Aún y así, la belleza de la obra siempre es un puente tendido que nos acerca al Creador. Esta belleza no siempre es idílica, ni causa siempre sensaciones necesariamente plácidas. Ante el espectáculo del universo, el ánimo sensible se ve sacudido por una mezcla de asombro e incluso de espanto: «¡Qué temibles son tus obras!». En esta exclamación se percibe, de manera simple y honda, la limitación humana y su incapacidad para dominar las fuerzas naturales. El hombre puede controlar sus propias obras, pero nunca podrá controlar enteramente la obra de Dios.

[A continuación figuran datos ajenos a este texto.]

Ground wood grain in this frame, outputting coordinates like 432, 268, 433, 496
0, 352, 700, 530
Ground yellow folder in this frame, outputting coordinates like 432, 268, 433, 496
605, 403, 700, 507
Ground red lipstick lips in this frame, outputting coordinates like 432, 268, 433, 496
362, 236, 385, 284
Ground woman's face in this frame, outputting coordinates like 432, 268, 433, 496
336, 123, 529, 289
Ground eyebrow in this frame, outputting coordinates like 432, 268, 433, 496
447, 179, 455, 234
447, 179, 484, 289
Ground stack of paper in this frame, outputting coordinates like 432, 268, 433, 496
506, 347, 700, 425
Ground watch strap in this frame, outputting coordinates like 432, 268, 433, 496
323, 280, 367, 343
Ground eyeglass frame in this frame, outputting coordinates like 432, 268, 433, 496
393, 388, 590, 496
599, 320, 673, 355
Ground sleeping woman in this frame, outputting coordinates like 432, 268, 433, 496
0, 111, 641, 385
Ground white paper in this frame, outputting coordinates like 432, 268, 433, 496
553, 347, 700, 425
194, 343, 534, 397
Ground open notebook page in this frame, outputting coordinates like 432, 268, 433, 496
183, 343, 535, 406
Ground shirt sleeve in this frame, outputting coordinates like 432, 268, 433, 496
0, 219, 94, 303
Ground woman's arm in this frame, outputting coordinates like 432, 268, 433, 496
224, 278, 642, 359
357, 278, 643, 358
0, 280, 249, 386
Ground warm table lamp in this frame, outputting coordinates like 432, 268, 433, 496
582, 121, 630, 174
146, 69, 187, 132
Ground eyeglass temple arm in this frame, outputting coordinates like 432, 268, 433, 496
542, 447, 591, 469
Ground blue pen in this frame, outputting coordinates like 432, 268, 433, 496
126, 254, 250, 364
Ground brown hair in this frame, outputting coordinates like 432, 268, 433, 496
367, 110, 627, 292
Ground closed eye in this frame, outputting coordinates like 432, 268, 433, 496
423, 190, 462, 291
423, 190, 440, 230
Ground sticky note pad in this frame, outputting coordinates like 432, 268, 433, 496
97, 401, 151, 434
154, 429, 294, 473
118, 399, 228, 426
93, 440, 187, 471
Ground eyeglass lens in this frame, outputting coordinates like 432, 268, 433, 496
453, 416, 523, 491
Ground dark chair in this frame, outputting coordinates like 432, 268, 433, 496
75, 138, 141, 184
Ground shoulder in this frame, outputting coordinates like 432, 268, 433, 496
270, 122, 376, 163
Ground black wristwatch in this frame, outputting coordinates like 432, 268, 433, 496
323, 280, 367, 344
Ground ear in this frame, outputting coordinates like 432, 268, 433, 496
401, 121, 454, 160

Tras constatar esto, el salmista desciende a tierra y enfoca su atención, no ya en el mundo, sino en sí mismo. Dios no sólo ha hecho maravillas en el cosmos, sino en ese pequeño y a la vez inmenso universo que es cada persona. Existir, ser engendrados y nacer con un alma prendida en nuestro barro humano ya es un milagro. Pero si cada uno de nosotros deja, además, que Dios vaya modelando nuestra vida, iluminando nuestro recorrido vital; si dejamos que él penetre nuestro corazón y guíe nuestros pasos, entonces el asombro exultante y la gratitud serán mucho mayores. Porque nuestro gran artista Dios no desea otra cosa que hacer de nuestras vidas un caudal incesante de amor y belleza.